The rise in the headline NEVI PMI, produced by Markit, from 52.5 in March to 54.0 is roughly consistent with GDP growing at a quarterly rate of 0.5-0.6% at the start of the second quarter, representing an improvement after a 0.3-0.4% increase signalled by survey data in the opening quarter. Despite covering just manufacturing, the headline PMI acts as a reliable advance indicator of economic growth, exhibiting a correlation of 74% with quarterly changes in GDP since the PMI was introduced in 2000.
Netherlands NEVI PMI survey and economic growth
The survey therefore adds encouragement to expectations that the economy is set to build on the 0.7% expansion of GDP seen last year. GDP growth is forecast to accelerate to 1.4% this year and to 1.7% in 2016, according to European Commission forecasts.
The upturn is being fuelled by improvements in both domestic demand and export growth. Companies reported that new orders showed the largest monthly rise since January, buoyed in particular by rising exports orders. Factory output meanwhile grew at the strongest rate since November.
Improved hiring trend
The improved order book and production trends have prompted a change in hiring attitudes since earlier in the year. Whereas manufacturing headcounts were cut for the first time in almost a year in February as companies grew cautious amid a darkening business outlook, employment growth accelerated in April. However, although picking up, employment growth remains only modest and well below the rates of job creation seen in late-2010 and early-2011.
Netherlands NEVI PMI survey and employment
Price pressures revive
The survey also brought indications of deflationary pressures easing. Average prices charged for manufactured goods fell for the eighth time in the past nine months, though the decline was only very marginal. Furthermore, with input costs having jumped higher in April, rising for the first time since last August as busier suppliers were increasingly able to hike prices, inflationary pressures are reviving.
Consumer price inflation therefore looks set to increase further in April, having already picked up from zero in January to 0.4% in March.
Netherlands NEVI PMI price pressures* and inflation
* Price pressures index is derived from PMI suppliers’ delivery times and input cost indices.
Upturn helps limit Eurozone slowdown
The upturn in the Netherlands bucked a disappointing trend of weakness seen in the PMI at the eurozone level.
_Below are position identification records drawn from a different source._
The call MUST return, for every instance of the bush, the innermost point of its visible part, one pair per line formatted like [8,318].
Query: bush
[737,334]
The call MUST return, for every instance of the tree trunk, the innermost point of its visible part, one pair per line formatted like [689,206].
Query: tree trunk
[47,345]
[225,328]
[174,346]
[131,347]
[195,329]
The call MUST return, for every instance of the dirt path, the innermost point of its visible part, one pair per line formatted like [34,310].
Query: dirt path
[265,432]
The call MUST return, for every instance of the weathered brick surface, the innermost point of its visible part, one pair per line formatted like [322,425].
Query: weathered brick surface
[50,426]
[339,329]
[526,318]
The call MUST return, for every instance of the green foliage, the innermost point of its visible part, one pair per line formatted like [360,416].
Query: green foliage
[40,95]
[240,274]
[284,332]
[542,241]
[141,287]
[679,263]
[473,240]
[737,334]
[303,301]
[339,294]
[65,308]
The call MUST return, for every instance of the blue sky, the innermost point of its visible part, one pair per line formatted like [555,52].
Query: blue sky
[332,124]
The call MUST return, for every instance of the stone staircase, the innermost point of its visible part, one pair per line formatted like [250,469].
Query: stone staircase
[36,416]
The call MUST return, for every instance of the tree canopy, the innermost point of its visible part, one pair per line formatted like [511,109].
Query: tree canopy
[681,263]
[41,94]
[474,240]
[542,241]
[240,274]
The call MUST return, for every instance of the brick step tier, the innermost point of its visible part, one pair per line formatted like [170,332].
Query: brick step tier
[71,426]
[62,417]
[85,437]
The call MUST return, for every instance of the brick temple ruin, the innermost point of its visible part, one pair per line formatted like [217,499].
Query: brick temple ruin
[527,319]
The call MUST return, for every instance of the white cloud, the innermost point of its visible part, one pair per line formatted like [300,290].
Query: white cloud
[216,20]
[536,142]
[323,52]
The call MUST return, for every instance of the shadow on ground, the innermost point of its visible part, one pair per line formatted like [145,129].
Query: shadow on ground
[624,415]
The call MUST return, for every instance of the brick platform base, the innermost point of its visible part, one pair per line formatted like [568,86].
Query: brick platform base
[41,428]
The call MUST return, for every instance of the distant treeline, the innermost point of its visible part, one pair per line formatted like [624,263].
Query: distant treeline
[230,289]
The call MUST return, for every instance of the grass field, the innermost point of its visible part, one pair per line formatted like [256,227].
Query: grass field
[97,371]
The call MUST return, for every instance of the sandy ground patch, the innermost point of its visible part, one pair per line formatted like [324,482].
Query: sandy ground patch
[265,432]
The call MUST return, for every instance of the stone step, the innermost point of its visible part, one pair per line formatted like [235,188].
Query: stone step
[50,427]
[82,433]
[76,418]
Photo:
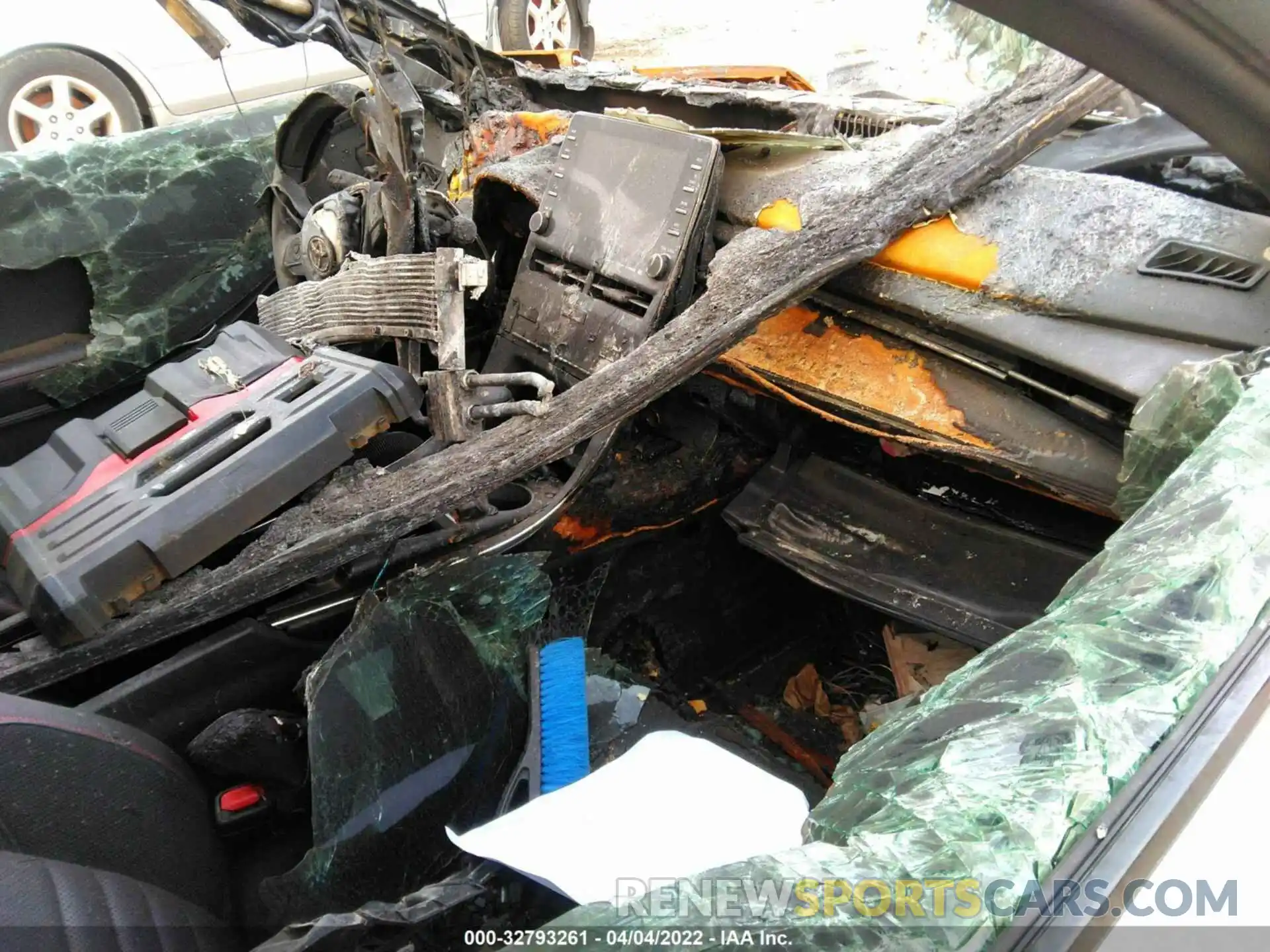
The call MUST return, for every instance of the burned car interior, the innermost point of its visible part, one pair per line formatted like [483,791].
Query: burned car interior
[896,447]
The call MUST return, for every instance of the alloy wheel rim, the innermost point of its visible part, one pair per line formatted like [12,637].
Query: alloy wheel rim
[52,111]
[548,23]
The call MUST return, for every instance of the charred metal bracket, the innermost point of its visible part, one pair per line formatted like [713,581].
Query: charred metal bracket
[459,403]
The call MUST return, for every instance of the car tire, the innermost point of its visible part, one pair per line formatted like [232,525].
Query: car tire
[91,91]
[526,24]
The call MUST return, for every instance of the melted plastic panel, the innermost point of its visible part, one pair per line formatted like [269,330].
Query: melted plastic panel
[1176,416]
[167,225]
[415,720]
[1002,767]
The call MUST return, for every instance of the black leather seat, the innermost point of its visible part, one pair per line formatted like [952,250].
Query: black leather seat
[106,840]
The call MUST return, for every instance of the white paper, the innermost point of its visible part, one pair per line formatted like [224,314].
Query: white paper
[669,808]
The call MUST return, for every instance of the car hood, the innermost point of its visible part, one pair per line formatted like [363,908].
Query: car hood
[1202,61]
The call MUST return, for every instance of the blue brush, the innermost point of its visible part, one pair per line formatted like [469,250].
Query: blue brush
[563,713]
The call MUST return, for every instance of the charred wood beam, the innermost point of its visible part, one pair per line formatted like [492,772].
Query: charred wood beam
[757,274]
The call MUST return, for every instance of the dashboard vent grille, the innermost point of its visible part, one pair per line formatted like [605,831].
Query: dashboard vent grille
[1209,266]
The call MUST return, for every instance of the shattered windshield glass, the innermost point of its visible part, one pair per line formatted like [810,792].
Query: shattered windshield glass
[415,717]
[136,214]
[1001,768]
The Markit Eurozone Manufacturing PMI edged down from a ten-month high of 52.2 in March to 51.9 in April, according to the preliminary flash reading. The deterioration confounded widespread expectations that ECB stimulus would help the goods-producing sector build on the nascent upturn seen earlier in the year, benefitting in particular from the weakened euro.
The weakness in the flash Eurozone PMI was led by a slowing in the rate of growth in Germany and an accelerating downturn in France.
The Netherlands PMI has now signalled an outperformance of the country’s manufacturing economy against that of the Eurozone as a whole in all month bar one since the start of 2012.